Zonguldak'ta 2011-2012 Adli Yılı açılış töreni düzenlendi.
Zonguldak Valiliği önündeki Atatürk Anıtı önünde düzenlenen 2011-2012 Adli Yılı açılış törenine; Zonguldak Belediye Başkanı Muharrem Akdemir, Cumhuriyet Başsavcısı Hüseyin Özbakır, Adli Yargı Adalet Komisyonu Başkanı Ahmet Gürbüz, Bölge İdare Mahkemesi Başkanı Neşe Kurt, Baro Başkanı Kerem Ertem, hakim, savcı ve avukatlar katıldı. Tören Atatürk Anıtı'na çelenklerin sunulmasıyla başlarken, ardından bir dakikalık saygı duruşu ve İstiklal Marşı okundu. Törende ilk konuşmayı Cumhuriyet Başsavcısı Hüseyin Özbakır yaptı. Özbakır, Her yıl olduğu gibi bugün hep birlikte yeni bir adli yılın açılışını gerçekleştirmenin mutluluğu içerisindeyiz. Günümüzde yargı biraz ağır işlemektedir. Bakanlığımız ve Hakimler ve Savcılar Yüksek Kurulumuz yargının hızlandırılması için elinden geleni yapmaktadır. Bakanlığımız bina ve personel sorununu hemen hemen çözmüş durumdadır. Kurulumuz ise, hakim ve Cumhuriyet Savcı açığını kapatmak için sınavlar açarak mesleğe kabulü hızlandırmıştır. Sanırım birkaç yıl içinde açığın giderilmesiyle, adalet hız kazanacak, vatandaşımız kaliteli hizmet alacaktır. İlimiz açısından bakıldığında mevcut olan Cumhuriyet Savcısı açığı ve personel açığımız giderilmiştir. Mevcut adliyemizin bakım ve onarımı, ek bina yapımı ile ilgili ihale yapılmış, müteahhit ile sözleşme yapılarak yer teslimi sağlanmıştır. İnşaatın 500 gün süresi vardır. Bugünlerde inşaat yapımı başlayacaktır.Böylelikle adliyemiz rahat bir çalışma ortamına kavuşmuş olacaktır dedi.

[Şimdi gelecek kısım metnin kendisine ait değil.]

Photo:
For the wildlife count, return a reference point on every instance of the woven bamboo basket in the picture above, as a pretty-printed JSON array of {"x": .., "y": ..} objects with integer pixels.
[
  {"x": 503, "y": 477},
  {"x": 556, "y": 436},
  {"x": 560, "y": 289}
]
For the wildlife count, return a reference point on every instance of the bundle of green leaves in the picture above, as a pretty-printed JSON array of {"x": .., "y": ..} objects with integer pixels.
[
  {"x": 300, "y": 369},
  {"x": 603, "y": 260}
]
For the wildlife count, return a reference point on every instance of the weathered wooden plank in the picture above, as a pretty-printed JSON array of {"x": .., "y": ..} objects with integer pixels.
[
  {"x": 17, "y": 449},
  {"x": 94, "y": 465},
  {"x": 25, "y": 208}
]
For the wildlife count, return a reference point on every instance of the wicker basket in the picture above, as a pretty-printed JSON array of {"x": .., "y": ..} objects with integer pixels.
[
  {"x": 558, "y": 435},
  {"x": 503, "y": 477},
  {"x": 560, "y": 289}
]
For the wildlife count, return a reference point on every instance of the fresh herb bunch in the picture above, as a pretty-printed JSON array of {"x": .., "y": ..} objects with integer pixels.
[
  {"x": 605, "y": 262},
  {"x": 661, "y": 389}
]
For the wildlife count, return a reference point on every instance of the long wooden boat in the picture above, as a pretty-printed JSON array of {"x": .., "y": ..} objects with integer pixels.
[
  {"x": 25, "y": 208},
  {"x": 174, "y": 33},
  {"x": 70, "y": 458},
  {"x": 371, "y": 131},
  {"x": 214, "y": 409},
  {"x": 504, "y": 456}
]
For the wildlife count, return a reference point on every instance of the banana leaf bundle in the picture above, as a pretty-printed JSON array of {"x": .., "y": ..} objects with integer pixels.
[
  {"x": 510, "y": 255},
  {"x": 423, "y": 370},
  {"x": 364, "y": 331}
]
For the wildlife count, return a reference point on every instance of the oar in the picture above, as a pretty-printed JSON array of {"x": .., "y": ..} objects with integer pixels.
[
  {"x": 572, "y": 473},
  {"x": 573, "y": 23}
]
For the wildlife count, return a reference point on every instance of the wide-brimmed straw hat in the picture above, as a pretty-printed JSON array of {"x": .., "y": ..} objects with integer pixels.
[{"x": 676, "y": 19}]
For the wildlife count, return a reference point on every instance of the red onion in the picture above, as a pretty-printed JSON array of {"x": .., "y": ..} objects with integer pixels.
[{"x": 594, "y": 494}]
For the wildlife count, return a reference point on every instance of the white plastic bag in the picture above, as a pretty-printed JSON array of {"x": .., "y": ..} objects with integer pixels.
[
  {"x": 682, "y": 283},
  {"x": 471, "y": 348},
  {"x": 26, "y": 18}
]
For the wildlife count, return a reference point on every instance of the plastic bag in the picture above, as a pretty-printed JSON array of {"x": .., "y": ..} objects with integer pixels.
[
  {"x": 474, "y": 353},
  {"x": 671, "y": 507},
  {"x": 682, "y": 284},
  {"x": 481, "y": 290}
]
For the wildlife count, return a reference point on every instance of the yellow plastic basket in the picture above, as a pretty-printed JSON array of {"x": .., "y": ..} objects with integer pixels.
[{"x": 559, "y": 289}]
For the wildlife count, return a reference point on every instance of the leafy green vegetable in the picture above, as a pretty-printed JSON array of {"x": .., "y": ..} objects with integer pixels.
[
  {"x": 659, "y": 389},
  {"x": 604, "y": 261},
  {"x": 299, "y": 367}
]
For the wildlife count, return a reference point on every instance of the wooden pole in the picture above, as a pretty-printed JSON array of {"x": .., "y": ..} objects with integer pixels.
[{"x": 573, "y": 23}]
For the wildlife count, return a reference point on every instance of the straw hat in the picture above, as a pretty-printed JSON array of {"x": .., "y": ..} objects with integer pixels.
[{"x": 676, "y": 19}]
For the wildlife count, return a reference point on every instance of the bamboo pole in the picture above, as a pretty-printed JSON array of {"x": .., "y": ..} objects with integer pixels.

Başsavcı Özbakır'ın ardından konuşma yapan Zonguldak Baro Başkanı Kerem Ertem, son günlerde yaşanan tutuklama, gözaltına alma, yakalama karalarını eleştirdi. Ertem, Son zamanlarda tutuklama, arama, yakalama, gözaltına alma kararlarına yol açan delillerin, belgelerin veya şüpheyi haklı kılacak verilerin, şüphelilerden saklanması sıkça görülen bir durumdur. 'Gizli soruşturma', 'tutuklama', 'telefon dinlemeleri', birer istisnai uygulama iken, neredeyse her soruşturmada sıkça başvurulan yöntemler olmaya başlamıştır. Özellikle; özel yetkili mahkemelerden verilen tutuklama kararlarının 'Mevcut delil durumuna, delillerin toplanmamış olunmasına, kuvvetli suç şüphesine ve atılı suçun katolog suç' sebeplerine dayandıklarını, derdest davalarda dahi bu gerçeklerin belirtildiğini görüyoruz. İşte bu noktada hukuk devleti ve hukukun üstünlüğü ilkeler, sınırlandırıcı kanuni düzenlemelere rağmen, Anayasa'nın 90. maddesi kapsamında genişletici yorum kazandırmanın önünü açmaktadır diye konuştu. Yeni yapılacak anayasa çalışmalarını da değerlendiren Ertem, Angola Anayasasını örnek göstererek şunları söyledi:
Anayasa TBMM tarafından yapılacaktır. Anayasanın yazılmasında ise, bütün kesimlerin katkısı beklenmektedir. Türk yargı sisteminin, hak ve özgürlükler alanında, daha geliştirici ve daha geniş yorum yapmasını, katkının bu alanda verilmesini beklemekteyim. Ekim ayında açılacak olan TBMM'de, Zonguldak'ın 5 milletvekilinin tamamı ile temsil edilmesi gerektiğine dair düşüncemi de ifade ediyorum. Bu konuda, TBMM'de varılan mutabakatın, hak ve özgürlükler düzleminde yeni anayasa yapımı öncesi önemli bir adım olarak kabul edilmesi gerekmektedir. Baro olarak, ilerleyen süreçte çalışmalar gerçekleştireceğiz. Ancak yeni bir anayasa yapılacaksa, özellikle avukatlık mesleği ve Baroların, yargının ayrılmaz bir parçası olduğu, ana eksende yer alan unsurlardan biri olduğu dercedilmelidir. Bu konuda Angola Anayasası örnek olabilir.